On Sunday we have a common assembly of all our members, whether they live in the city or the outlying districts. The recollections of the apostles or the writings of the prophets are read, as long as there is time. When the reader has finished, the president of the assembly speaks to us; he urges everyone to imitate the examples of virtue we have heard in the readings. Then we all stand up together and pray.  

On the conclusion of our prayer, bread and wine and water are brought forward. The president offers prayers and gives thanks to the best of his ability, and the people give assent by saying, “Amen.” The eucharist is distributed, everyone present communicates, and the deacons take it to those who are absent.  

The wealthy, if they wish, may make a contribution, and they themselves decide the amount. The collection is placed in the custody of the president, who uses it to help the orphans and widows and all who for any reason are in distress, whether because they are sick, in prison, or away from home. In a word, he takes care of all who are in need.  

We hold our common assembly on Sunday because it is the first day of the week, the day on which God put darkness and chaos to flight and created the world, and because on that same day our saviour Jesus Christ rose from the dead. For he was crucified on Friday and on Sunday he appeared to his apostles and disciples and taught them the things that we have passed on for your consideration.

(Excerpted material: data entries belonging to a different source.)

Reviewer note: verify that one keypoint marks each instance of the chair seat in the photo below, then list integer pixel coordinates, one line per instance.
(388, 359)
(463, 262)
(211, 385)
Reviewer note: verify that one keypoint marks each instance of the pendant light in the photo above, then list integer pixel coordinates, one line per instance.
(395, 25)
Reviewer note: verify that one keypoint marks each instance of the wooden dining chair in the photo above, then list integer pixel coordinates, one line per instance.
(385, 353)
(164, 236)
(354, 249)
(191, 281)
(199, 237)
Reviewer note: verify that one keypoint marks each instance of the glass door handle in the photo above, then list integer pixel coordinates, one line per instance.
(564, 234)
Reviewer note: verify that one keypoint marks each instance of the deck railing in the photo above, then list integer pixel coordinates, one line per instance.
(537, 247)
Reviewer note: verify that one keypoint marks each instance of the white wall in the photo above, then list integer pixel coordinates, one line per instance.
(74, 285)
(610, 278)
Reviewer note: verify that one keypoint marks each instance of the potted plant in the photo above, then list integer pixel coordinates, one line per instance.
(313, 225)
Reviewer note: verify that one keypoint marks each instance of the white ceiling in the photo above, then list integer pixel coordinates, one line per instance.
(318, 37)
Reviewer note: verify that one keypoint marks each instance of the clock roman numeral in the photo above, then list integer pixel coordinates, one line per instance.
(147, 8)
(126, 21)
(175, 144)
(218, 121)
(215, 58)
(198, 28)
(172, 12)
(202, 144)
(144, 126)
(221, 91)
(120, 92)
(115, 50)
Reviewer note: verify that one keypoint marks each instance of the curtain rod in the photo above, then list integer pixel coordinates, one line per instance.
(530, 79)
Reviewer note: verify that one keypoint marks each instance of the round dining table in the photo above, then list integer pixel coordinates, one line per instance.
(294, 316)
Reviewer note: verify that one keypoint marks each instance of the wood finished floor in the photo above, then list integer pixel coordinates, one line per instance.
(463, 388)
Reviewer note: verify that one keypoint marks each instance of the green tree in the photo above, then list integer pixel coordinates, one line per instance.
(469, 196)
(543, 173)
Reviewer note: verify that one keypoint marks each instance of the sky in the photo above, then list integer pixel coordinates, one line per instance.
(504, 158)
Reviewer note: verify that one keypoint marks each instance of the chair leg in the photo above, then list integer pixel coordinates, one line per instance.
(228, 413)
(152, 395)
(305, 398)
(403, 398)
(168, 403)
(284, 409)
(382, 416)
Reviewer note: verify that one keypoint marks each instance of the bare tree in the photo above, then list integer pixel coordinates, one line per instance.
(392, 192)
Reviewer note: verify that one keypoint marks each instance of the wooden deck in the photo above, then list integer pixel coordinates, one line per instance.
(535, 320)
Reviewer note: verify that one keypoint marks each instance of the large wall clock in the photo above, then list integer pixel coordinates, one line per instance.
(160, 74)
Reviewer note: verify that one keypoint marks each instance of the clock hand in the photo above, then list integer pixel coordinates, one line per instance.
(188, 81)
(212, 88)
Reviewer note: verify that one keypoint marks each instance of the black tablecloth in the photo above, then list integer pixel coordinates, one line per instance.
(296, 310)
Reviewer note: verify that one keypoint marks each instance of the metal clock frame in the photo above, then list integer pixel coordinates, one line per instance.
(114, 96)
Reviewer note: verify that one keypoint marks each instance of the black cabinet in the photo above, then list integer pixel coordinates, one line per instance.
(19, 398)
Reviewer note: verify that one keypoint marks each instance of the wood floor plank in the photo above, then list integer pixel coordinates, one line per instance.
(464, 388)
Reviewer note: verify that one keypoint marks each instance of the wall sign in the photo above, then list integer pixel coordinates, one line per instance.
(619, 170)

St. Justin Martyr, First Apology

Sound familiar? The writings of the apostles and prophets are read (the Liturgy of the Word); the presider speaks to us, urging us to follow their example of virtue (the Homily); then everyone prays (the Universal Prayer, or General Intercessions), bread and wine are brought forth (Offertory Rite), the prayers of thanksgiving are said over them (Eucharistic Prayer), after which it becomes “the flesh and blood of the incarnate Jesus.” Then we all say, “Amen” and the Eucharist is distributed. It’s the Mass, just like we know it! They even took up a collection!

This is something important for us all to realize — whenever we attend the Mass today, we are taking part in something that Christians have been celebrating since the very beginning, going all the way back to St. Justin Martyr, all the way back to the Apostles who celebrated the “breaking of the bread” with the first community of Christians, and all the way back to the ritual meal celebrated by Jesus himself that first Easter day with two disciples on the road to Emmaus.

It’s an interesting fact that the village of Emmaus has been lost to history. There are several possible contenders that have been put forward by archaeologists, and maybe one day we’ll know its location for certain. But for now it’s a mystery. And that’s fine, really, because for us, Emmaus is wherever the Mass is celebrated, no matter where in the world we may be. It’s where we can still today recognize Jesus among us in the breaking of the bread.